The Doppelganger
(a piece of flash fiction)
Sara cautiously made her way down the narrow hall to the bathroom. Another Wednesday, another hangover.
The mirror, the same one that had (at least apparently) been there for decades, refused to cooperate this day. Voices, both real and imagined, emanated from the cured and processed sand. This is it; this is the moment for which you were born. Listen.
Those elusive dimensions of reality (and layers of pseudo-reality), unseen and not experienced by normal human beings, became suddenly and inexplicably evident. A ghostly apparition (I think they are called wraiths) appeared in the fourth, fifth, and sixth dimensions of what once was a two-dimensional surface. Sara looked around the room and sensed…nothing. It was the mirror, that was the portal…that was where the spirit was. With one glance, an image, one whose physical presence was comforting and yet strangely unfamiliar, filled the surface.
A Picasso-esque figure, defined only by the shadows, not the form, appeared. Had someone (a creator perhaps?) taken an image and changed it in remarkable ways? Is that what happened? Sara instantly understood (though she did not know how) that the shades of grey defined the figure’s essence.
Look, look at her. This is it; this is what you have been waiting for. Don’t hesitate. Approach her; you must not waver. A three-dimensional creature being mocked by an ethereal six-dimensional being, does that confuse you? Try to free your mind; you are better than this. Oh, I see; you were hoping for something different, perhaps something more tangible? Guess again.

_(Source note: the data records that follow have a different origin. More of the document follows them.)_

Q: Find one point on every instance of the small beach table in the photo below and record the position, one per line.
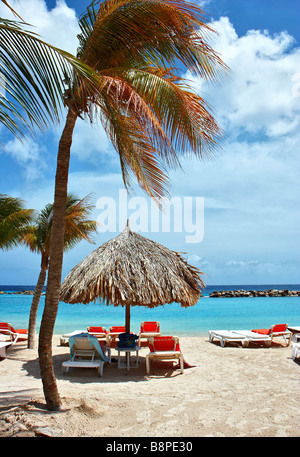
(64, 339)
(294, 329)
(128, 352)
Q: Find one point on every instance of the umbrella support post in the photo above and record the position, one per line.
(127, 318)
(127, 329)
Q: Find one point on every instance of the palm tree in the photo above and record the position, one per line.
(147, 110)
(32, 74)
(13, 220)
(37, 238)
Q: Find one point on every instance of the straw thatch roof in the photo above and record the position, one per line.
(131, 269)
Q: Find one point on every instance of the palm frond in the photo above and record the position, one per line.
(13, 219)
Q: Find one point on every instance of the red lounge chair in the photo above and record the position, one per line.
(98, 332)
(164, 348)
(149, 329)
(4, 345)
(276, 330)
(114, 332)
(20, 334)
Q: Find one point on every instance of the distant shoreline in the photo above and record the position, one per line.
(255, 293)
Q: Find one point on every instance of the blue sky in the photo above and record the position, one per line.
(251, 188)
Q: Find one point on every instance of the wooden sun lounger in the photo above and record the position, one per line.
(240, 336)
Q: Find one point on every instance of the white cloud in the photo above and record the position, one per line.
(259, 96)
(28, 155)
(58, 26)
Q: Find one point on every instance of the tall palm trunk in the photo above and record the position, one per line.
(55, 265)
(35, 306)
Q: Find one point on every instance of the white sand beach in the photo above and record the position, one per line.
(233, 392)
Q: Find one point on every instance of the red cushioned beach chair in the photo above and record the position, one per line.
(20, 334)
(149, 329)
(164, 348)
(114, 332)
(98, 332)
(275, 331)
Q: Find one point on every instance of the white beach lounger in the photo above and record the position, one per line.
(295, 346)
(254, 337)
(86, 352)
(64, 339)
(225, 336)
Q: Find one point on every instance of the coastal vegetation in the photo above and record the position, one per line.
(13, 220)
(147, 110)
(37, 239)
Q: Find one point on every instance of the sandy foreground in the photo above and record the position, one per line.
(232, 392)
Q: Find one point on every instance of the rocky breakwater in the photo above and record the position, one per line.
(20, 292)
(255, 293)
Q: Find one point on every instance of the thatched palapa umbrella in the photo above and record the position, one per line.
(132, 270)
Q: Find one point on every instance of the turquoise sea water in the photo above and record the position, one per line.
(208, 314)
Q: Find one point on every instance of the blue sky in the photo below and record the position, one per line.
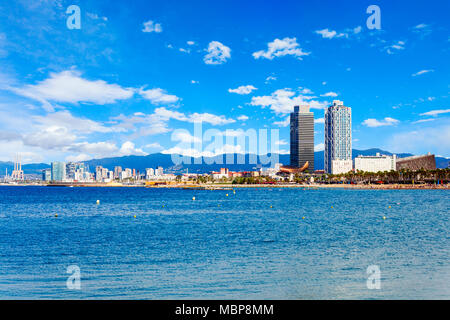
(137, 71)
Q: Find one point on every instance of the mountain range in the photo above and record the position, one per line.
(165, 160)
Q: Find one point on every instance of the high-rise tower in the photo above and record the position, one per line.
(302, 138)
(338, 134)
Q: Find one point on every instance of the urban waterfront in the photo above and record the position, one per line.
(257, 243)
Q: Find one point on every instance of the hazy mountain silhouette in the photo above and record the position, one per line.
(198, 165)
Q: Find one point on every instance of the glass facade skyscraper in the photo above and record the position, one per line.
(338, 134)
(58, 171)
(302, 138)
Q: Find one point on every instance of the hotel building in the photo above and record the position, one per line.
(338, 138)
(302, 138)
(375, 163)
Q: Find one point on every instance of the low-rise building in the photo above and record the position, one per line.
(341, 166)
(426, 162)
(375, 163)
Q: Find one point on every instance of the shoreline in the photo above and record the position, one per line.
(248, 186)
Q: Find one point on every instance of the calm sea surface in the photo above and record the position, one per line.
(220, 247)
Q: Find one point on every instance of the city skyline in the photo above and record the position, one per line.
(122, 85)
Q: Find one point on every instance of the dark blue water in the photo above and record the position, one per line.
(220, 247)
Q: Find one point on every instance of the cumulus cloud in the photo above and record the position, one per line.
(395, 47)
(283, 101)
(50, 138)
(151, 26)
(69, 86)
(87, 150)
(329, 94)
(158, 96)
(283, 123)
(243, 89)
(280, 48)
(373, 123)
(67, 120)
(420, 141)
(218, 53)
(435, 113)
(210, 118)
(421, 72)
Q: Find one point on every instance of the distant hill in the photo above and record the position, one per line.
(207, 164)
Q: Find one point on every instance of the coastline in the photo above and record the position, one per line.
(244, 186)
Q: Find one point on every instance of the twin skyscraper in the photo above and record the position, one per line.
(338, 137)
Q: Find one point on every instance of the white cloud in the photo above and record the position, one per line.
(283, 123)
(330, 34)
(190, 152)
(243, 89)
(329, 94)
(95, 16)
(270, 78)
(185, 136)
(154, 145)
(373, 123)
(151, 26)
(305, 91)
(395, 47)
(435, 112)
(210, 118)
(103, 149)
(158, 96)
(50, 138)
(217, 53)
(280, 48)
(424, 120)
(421, 26)
(283, 101)
(421, 72)
(67, 120)
(420, 141)
(128, 148)
(68, 86)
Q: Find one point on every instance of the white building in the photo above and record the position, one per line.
(341, 166)
(125, 174)
(375, 163)
(338, 134)
(149, 172)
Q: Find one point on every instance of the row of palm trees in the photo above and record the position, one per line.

Author’s Note: Imagine waking up and meeting your destiny in a bathroom. Not very sexy and indeed not the stuff of legend. It might not even be indicative of sanity. At this exact point, Sara was convinced she was losing her mind.
The ghostly figure, the one that existed only in the extra-dimensional world of the mirror, posed and preened as Sara stared silently. She began to realize how the other dimensions worked in concert with the mind and matter of her limited reality. It was like a Mozart concerto; sublime and elegant, powerful and yet entirely elusive to those untrained in the art of nuance. Sara did not have the experience to understand what was happening. None of this was her fault.
Sara tried to touch her tormentor. Her hand went into the mirror but then disappeared into the extra dimensions. She had no sense of direction; there was nothing she could do to guide her wayward limb. A tear ran down Sara’s cheek as she was overcome.
She stood silent and still in front of the mirror, her rational mind exploring its other half. She was only aware of the extra dimensions when looking at the mirror; the rest of the room appeared normal. She tried to turn away but she couldn’t. On a most fundamental level, Sara was entangled with the image in the mirror.
The wraith finally spoke. “Tell me something,” she said. “Tell me anything.” Sara tried to open her mouth but could not. She searched her being but came up empty. Her breathing grew fast and heavy as all energy left her body. She fell to the floor.
Sara Langford, having just had the most intense experience of her life, tried to pick herself up. The wraith, as they are prone to do, faded into one of those elusive dimensions that regular humans do not have access to. There the creature remains, totally dismissive of the woman who, even though she looked nothing like her, was her doppelganger. Here Sara Langford remains, struggling for the words to tell anyone who will listen what happened to her one Wednesday morning in March.